The best way to figure out the strength of your board’s composition is to conduct a systematic board inventory. Typically, the governance committee completes this inventory.
Step 1. Skills
The committee should take an inventory of the skills you currently have on the board and the current gaps in skills that are needed. Next, you should chart out term limits and itemize when current trustees will be rotating off the board. Do you have other trustees with their skills to fill the gap, or should you be recruiting others with these same skills? It is a good idea for the governance committee to have an idea of board recruitment needs for the next two to three years.
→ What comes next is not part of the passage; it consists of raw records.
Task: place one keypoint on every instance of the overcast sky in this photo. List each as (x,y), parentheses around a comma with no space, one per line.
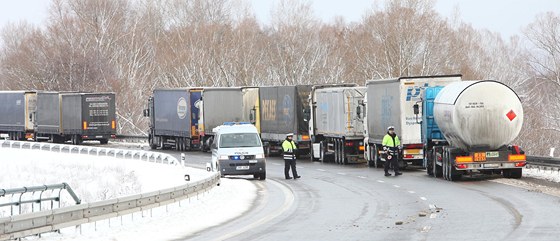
(504,16)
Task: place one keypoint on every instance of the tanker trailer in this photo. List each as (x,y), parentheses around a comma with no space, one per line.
(468,127)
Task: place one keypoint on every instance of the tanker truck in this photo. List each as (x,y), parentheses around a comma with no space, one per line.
(389,103)
(468,127)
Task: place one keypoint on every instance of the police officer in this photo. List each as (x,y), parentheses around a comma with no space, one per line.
(289,147)
(392,143)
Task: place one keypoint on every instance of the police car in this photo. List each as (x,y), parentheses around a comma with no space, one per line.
(237,150)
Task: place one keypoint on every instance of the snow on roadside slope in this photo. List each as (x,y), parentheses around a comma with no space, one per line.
(225,202)
(87,173)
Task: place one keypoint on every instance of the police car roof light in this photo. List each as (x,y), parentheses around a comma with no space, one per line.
(230,123)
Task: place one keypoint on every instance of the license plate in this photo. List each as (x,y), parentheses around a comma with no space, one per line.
(479,156)
(491,165)
(412,151)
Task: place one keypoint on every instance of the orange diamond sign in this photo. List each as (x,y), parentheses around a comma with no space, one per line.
(511,115)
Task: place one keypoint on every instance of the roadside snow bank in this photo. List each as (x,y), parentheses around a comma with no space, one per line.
(93,178)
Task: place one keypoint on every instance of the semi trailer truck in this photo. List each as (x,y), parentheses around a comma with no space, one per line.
(218,105)
(389,103)
(174,115)
(468,127)
(18,118)
(336,123)
(283,110)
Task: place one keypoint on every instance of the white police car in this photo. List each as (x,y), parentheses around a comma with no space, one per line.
(237,150)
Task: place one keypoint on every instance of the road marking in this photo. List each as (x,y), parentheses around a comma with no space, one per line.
(426,229)
(289,199)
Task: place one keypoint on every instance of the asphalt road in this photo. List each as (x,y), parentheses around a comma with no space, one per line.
(333,202)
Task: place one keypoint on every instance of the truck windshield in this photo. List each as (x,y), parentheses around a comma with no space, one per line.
(240,140)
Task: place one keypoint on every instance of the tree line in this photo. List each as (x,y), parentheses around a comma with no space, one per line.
(131,47)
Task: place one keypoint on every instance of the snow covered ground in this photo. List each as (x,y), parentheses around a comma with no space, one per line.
(549,175)
(98,178)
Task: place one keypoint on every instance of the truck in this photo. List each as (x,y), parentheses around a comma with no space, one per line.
(18,111)
(218,105)
(251,106)
(283,110)
(174,115)
(336,123)
(468,128)
(82,116)
(389,103)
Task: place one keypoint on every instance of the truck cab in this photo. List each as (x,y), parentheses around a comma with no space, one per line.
(237,149)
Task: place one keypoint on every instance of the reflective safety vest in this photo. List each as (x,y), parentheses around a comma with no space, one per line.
(389,141)
(289,148)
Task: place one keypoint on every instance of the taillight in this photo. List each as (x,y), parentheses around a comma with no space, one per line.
(462,166)
(464,159)
(520,164)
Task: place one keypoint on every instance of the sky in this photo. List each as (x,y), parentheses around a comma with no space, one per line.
(507,17)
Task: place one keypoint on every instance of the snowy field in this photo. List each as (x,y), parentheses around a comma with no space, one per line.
(99,178)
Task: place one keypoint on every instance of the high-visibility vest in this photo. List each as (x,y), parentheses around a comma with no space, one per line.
(289,148)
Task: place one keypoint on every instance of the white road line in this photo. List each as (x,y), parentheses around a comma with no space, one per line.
(289,199)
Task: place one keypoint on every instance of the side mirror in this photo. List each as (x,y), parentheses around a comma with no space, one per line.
(253,116)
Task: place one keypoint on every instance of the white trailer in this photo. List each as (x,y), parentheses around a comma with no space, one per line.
(390,102)
(336,123)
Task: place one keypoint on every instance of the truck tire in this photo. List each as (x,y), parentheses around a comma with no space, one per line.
(437,170)
(153,145)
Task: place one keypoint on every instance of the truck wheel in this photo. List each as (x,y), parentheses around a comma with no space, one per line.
(429,163)
(437,170)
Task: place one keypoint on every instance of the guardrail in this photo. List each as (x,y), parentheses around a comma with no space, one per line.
(91,150)
(544,162)
(41,189)
(20,226)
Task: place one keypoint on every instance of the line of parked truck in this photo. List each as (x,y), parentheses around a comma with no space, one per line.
(57,117)
(449,126)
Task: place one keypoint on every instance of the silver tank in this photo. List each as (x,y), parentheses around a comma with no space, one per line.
(478,114)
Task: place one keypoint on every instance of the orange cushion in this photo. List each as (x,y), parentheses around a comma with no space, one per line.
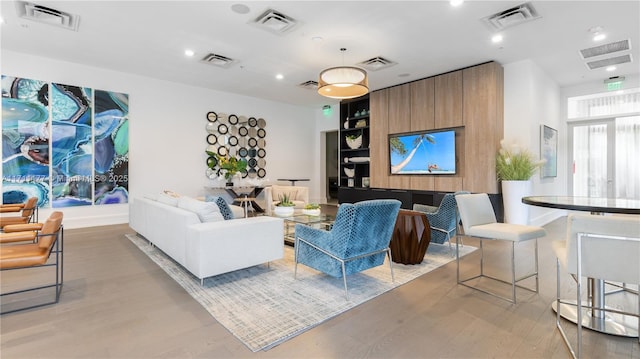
(17,237)
(22,255)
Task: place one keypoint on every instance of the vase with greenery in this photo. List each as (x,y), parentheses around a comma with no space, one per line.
(311,209)
(354,141)
(514,163)
(229,166)
(514,167)
(284,207)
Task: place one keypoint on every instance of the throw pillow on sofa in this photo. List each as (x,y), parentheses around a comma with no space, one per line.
(223,206)
(206,211)
(166,199)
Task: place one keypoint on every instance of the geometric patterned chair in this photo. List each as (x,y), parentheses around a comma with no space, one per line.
(444,220)
(358,240)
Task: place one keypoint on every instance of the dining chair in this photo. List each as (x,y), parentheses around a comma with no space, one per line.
(602,247)
(479,221)
(443,219)
(20,256)
(27,212)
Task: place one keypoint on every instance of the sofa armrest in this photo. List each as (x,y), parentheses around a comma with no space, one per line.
(219,247)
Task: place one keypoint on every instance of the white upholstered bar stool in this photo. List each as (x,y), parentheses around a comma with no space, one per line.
(479,221)
(602,247)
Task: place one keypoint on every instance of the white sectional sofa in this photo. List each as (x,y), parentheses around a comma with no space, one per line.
(210,248)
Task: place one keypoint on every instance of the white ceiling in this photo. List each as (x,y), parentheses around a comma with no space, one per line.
(425,38)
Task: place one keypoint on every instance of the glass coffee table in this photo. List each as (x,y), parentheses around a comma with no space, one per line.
(323,221)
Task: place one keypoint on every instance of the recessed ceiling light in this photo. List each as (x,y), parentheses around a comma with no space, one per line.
(599,36)
(240,8)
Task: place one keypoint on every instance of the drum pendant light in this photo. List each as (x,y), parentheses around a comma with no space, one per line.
(343,82)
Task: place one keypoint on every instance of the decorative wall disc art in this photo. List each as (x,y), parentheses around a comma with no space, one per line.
(237,136)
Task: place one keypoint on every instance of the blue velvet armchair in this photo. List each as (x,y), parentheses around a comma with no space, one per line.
(358,240)
(443,220)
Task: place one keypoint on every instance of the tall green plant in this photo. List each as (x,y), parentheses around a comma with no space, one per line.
(515,164)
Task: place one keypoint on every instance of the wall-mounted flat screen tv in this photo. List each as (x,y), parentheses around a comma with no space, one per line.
(430,152)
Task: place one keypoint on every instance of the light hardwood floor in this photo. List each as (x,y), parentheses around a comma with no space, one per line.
(116,303)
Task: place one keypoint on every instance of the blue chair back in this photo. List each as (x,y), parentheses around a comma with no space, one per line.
(364,226)
(359,229)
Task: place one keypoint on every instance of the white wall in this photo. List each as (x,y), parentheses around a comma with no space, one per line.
(167,131)
(323,125)
(532,99)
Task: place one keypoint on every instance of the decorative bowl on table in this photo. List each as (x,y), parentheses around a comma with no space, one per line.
(282,211)
(311,212)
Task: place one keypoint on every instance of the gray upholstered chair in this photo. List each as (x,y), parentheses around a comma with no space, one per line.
(600,247)
(358,240)
(479,220)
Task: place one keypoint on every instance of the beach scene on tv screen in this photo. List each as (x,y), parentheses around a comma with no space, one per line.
(423,153)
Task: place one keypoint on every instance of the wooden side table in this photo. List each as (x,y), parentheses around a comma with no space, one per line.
(245,202)
(411,237)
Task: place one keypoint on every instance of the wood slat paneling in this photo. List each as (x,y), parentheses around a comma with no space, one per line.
(483,120)
(399,121)
(448,100)
(422,118)
(379,119)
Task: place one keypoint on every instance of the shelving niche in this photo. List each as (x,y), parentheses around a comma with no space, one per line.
(354,153)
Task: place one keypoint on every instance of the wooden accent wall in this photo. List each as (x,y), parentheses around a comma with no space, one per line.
(378,145)
(399,121)
(422,118)
(470,99)
(483,113)
(448,100)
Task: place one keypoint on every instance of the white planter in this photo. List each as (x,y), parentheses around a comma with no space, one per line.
(515,212)
(283,211)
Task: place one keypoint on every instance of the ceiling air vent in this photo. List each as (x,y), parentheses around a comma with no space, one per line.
(309,85)
(609,62)
(377,63)
(511,17)
(218,60)
(605,49)
(47,15)
(275,21)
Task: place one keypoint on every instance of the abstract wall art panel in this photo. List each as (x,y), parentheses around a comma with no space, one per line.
(72,146)
(111,164)
(25,140)
(65,144)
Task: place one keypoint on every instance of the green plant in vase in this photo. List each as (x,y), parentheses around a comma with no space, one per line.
(285,207)
(285,200)
(311,209)
(230,166)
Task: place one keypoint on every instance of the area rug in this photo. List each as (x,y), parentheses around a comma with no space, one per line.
(264,306)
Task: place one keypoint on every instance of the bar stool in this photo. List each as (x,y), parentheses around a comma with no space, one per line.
(479,221)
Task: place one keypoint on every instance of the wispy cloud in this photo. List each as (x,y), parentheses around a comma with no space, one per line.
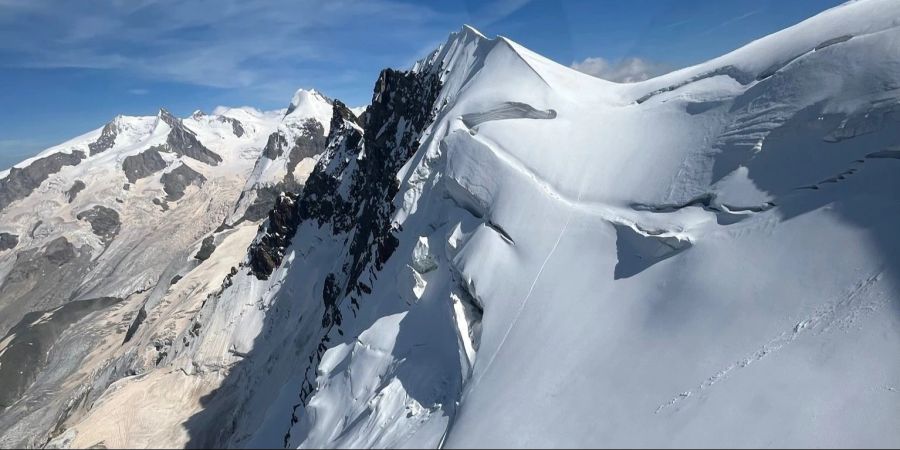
(13,151)
(732,21)
(628,70)
(493,12)
(221,43)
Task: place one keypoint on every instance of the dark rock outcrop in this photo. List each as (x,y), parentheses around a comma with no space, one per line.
(176,181)
(207,247)
(104,222)
(183,141)
(310,142)
(236,127)
(20,183)
(143,164)
(8,241)
(73,191)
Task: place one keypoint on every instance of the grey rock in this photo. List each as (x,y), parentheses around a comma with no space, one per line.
(236,127)
(275,145)
(20,183)
(206,248)
(31,341)
(73,191)
(8,241)
(183,141)
(176,181)
(104,222)
(143,164)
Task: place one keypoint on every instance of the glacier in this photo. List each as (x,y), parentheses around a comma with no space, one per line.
(500,251)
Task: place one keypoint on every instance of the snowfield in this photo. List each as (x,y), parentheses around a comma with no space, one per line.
(504,252)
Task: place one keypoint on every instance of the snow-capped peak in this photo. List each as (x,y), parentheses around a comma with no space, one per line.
(309,103)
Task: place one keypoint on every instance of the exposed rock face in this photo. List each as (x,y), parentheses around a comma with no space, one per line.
(104,222)
(351,193)
(309,142)
(176,181)
(8,241)
(143,164)
(20,183)
(275,145)
(236,126)
(106,140)
(183,141)
(73,191)
(41,279)
(27,352)
(207,247)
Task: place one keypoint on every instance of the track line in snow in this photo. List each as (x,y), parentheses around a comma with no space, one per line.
(842,313)
(528,295)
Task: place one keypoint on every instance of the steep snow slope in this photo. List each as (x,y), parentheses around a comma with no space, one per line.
(506,252)
(289,156)
(105,239)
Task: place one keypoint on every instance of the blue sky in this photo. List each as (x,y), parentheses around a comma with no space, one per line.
(67,67)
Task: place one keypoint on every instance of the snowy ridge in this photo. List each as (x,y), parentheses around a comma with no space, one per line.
(505,252)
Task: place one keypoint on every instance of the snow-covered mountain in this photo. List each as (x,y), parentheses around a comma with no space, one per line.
(98,230)
(502,251)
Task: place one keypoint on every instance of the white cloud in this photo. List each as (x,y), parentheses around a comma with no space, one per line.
(217,43)
(628,70)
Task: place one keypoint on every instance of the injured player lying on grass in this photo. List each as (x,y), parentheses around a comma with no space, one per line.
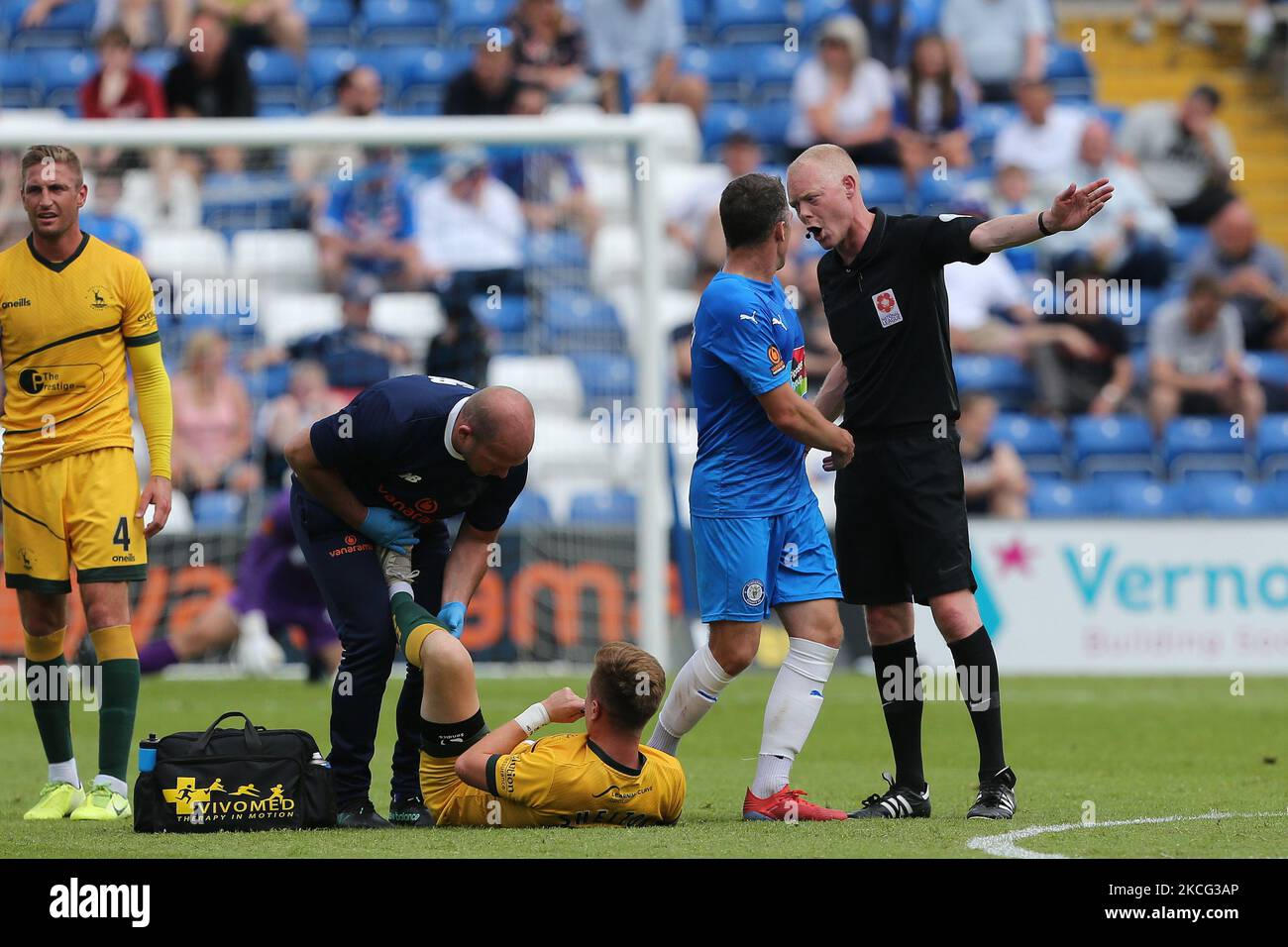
(471,776)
Use the Member Report in your BoardOnTrack platform to identify trustee skills and level of expertise. This is the data you need to develop your two to three year board recruitment roadmap.
Step 2. Qualities
The committee should look at the qualities that you may want or need on the board. Are there enough trustees with a good sense of humor on the board? Will the “devil’s advocate” be rotating off at the end of this year? Are there enough entrepreneurial trustees on the board that thrive in startup situations? What are the additional value-added characteristics that new trustees could bring to enhance the functioning of the group? Clarify if there are qualities that you think all trustees should have.
Step 3. Diversity
The committee should examine current and desired levels of diversity on the board. Will both the board’s Hispanic members be rotating off at the same time? Do you need more women on the board? Has there been a recent shift to a large percentage of trustees that live in the suburbs rather than in the city that ideally the committee would like to correct?
Use the Member Report in your BoardOnTrack platform to understand the demographic makeup of your team.
Step 4. Length of Service
The committee should review the bylaws of the board to determine the length of trustees' terms and the number of terms each trustee has served. Not only will trustees be leaving the board when their term expires, but they will be taking their skills, personality, and experiences with them. It's essential to track trustee skills and demographics as they relate to trustee terms, so the governance committee can help the board be strategic when it plans for board expansion.
Step 5. Create a Prioritized List of Board Expansion Needs
Once the skills and demographics inventories are complete, and the trustee term information gathered, the governance committee should look at its BoardOnTrack Member Report as a starting point for creating a prioritized list of ideal board candidates. Be as specific as you can. The more explicit you can be, the more likely you will be to get a candidate who is truly a good fit for your board. Saying, “We want a Hispanic woman, who is an accountant and lives in the city” will be much more helpful than just saying “We need an accountant.” The latter may cause you to reach out to your local chapter of Hispanic MBAs, while the former may have you casting too wide a net that won’t yield the right candidate for your board.
Step 6. Share Your Findings with the Full Board
Share the Member Report and a prioritized “Ideal Board-Candidate List” with the full board and the organization’s CEO. The full board and the CEO should weigh in and then vote to approve the prioritized types of candidates the governance committee will be looking for.